Hive

By connecting to Hive Metastore, or a metadata service compatible with Hive Metatore, Doris can automatically obtain Hive database table information and perform data queries.

In addition to Hive, many other systems also use the Hive Metastore to store metadata. So through Hive Catalog, we can not only access Hive, but also access systems that use Hive Metastore as metadata storage. Such as Iceberg, Hudi, etc.

Terms and Conditions

  1. Need to put core-site.xml, hdfs-site.xml and hive-site.xml in the conf directory of FE and BE. First read the hadoop configuration file in the conf directory, and then read the related to the environment variable HADOOP_CONF_DIR configuration file.
  2. hive supports version 1/2/3.
  3. Support Managed Table and External Table and part of Hive View.
  4. Can identify hive, iceberg, hudi metadata stored in Hive Metastore.

Create Catalog

Hive On HDFS

  1. CREATE CATALOG hive PROPERTIES (
  2. 'type'='hms',
  3. 'hive.metastore.uris' = 'thrift://172.0.0.1:9083',
  4. 'hadoop.username' = 'hive',
  5. 'dfs.nameservices'='your-nameservice',
  6. 'dfs.ha.namenodes.your-nameservice'='nn1,nn2',
  7. 'dfs.namenode.rpc-address.your-nameservice.nn1'='172.21.0.2:8088',
  8. 'dfs.namenode.rpc-address.your-nameservice.nn2'='172.21.0.3:8088',
  9. 'dfs.client.failover.proxy.provider.your-nameservice'='org.apache.hadoop.hdfs.server.namenode.ha.ConfiguredFailoverProxyProvider'
  10. );

In addition to the two required parameters of type and hive.metastore.uris, more parameters can be passed to pass the information required for the connection.

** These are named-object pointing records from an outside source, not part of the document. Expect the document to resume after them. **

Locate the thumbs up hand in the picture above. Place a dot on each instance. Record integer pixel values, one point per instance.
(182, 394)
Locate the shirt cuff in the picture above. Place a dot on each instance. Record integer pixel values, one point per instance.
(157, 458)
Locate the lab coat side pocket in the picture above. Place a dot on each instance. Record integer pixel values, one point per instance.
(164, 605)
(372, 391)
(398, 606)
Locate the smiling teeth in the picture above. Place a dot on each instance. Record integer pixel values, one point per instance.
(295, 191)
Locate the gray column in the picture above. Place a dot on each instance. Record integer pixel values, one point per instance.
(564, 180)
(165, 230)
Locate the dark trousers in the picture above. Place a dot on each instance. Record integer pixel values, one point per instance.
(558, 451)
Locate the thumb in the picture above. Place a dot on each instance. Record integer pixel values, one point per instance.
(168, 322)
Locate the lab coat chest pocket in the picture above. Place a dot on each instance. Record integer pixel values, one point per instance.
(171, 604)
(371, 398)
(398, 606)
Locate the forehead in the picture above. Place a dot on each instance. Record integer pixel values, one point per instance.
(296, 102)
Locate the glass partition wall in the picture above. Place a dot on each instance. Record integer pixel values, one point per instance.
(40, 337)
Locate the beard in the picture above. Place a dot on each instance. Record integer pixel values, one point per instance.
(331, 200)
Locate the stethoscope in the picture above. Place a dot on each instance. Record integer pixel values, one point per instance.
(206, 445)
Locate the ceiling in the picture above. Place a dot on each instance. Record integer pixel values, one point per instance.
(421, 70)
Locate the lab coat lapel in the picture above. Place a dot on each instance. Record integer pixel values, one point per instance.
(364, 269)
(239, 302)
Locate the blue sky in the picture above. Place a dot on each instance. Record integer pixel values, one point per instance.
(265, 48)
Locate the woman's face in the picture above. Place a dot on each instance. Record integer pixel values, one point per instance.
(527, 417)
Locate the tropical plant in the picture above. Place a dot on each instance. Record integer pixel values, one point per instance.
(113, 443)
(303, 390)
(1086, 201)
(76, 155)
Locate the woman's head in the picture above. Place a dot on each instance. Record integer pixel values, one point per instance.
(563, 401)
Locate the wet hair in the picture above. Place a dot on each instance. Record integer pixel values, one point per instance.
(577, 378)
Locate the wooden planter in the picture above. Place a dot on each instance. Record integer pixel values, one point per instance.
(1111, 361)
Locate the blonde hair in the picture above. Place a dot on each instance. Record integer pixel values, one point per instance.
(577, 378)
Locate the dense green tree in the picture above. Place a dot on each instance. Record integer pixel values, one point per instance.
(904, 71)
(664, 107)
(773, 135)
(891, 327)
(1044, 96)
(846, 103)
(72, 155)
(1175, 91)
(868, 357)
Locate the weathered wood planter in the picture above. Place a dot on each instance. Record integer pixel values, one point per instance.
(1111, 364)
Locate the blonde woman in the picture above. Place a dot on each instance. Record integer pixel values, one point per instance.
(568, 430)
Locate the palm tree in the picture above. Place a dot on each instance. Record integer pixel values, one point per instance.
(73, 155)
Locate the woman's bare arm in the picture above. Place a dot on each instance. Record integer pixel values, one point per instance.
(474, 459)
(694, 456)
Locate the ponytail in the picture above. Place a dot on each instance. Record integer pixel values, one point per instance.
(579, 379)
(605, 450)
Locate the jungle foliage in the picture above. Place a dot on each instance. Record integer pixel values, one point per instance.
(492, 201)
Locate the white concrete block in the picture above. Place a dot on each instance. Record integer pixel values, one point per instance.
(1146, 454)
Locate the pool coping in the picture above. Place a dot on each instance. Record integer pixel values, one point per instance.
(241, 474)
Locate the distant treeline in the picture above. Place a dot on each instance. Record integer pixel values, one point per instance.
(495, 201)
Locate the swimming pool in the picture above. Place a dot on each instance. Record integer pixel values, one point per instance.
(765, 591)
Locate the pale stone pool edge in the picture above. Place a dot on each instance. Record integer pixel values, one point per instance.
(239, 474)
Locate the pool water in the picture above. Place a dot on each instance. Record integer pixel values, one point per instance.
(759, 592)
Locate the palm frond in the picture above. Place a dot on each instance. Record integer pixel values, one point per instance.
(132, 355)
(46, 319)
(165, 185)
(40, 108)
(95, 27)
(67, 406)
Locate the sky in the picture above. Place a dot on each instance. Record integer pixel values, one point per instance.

If HDFS HA information is provided, the example is as follows:

  1. CREATE CATALOG hive PROPERTIES (
  2. 'type'='hms',
  3. 'hive.metastore.uris' = 'thrift://172.0.0.1:9083',
  4. 'hadoop.username' = 'hive',
  5. 'dfs.nameservices'='your-nameservice',
  6. 'dfs.ha.namenodes.your-nameservice'='nn1,nn2',
  7. 'dfs.namenode.rpc-address.your-nameservice.nn1'='172.21.0.2:8088',
  8. 'dfs.namenode.rpc-address.your-nameservice.nn2'='172.21.0.3:8088',
  9. 'dfs.client.failover.proxy.provider.your-nameservice'='org.apache.hadoop.hdfs.server.namenode.ha.ConfiguredFailoverProxyProvider'
  10. );

Provide HDFS HA information and Kerberos authentication information at the same time, examples are as follows:

  1. CREATE CATALOG hive PROPERTIES (
  2. 'type'='hms',
  3. 'hive.metastore.uris' = 'thrift://172.0.0.1:9083',
  4. 'hive.metastore.sasl.enabled' = 'true',
  5. 'hive.metastore.kerberos.principal' = 'your-hms-principal',
  6. 'dfs.nameservices'='your-nameservice',
  7. 'dfs.ha.namenodes.your-nameservice'='nn1,nn2',
  8. 'dfs.namenode.rpc-address.your-nameservice.nn1'='172.21.0.2:8088',
  9. 'dfs.namenode.rpc-address.your-nameservice.nn2'='172.21.0.3:8088',
  10. 'dfs.client.failover.proxy.provider.your-nameservice'='org.apache.hadoop.hdfs.server.namenode.ha.ConfiguredFailoverProxyProvider',
  11. 'hadoop.security.authentication' = 'kerberos',
  12. 'hadoop.kerberos.keytab' = '/your-keytab-filepath/your.keytab',
  13. 'hadoop.kerberos.principal' = 'your-principal@YOUR.COM',
  14. 'yarn.resourcemanager.principal' = 'your-rm-principal'
  15. );

Please place the krb5.conf file and keytab authentication file under all BE and FE nodes. The path of the keytab authentication file is consistent with the configuration. The krb5.conf file is placed in /etc by default /krb5.conf path.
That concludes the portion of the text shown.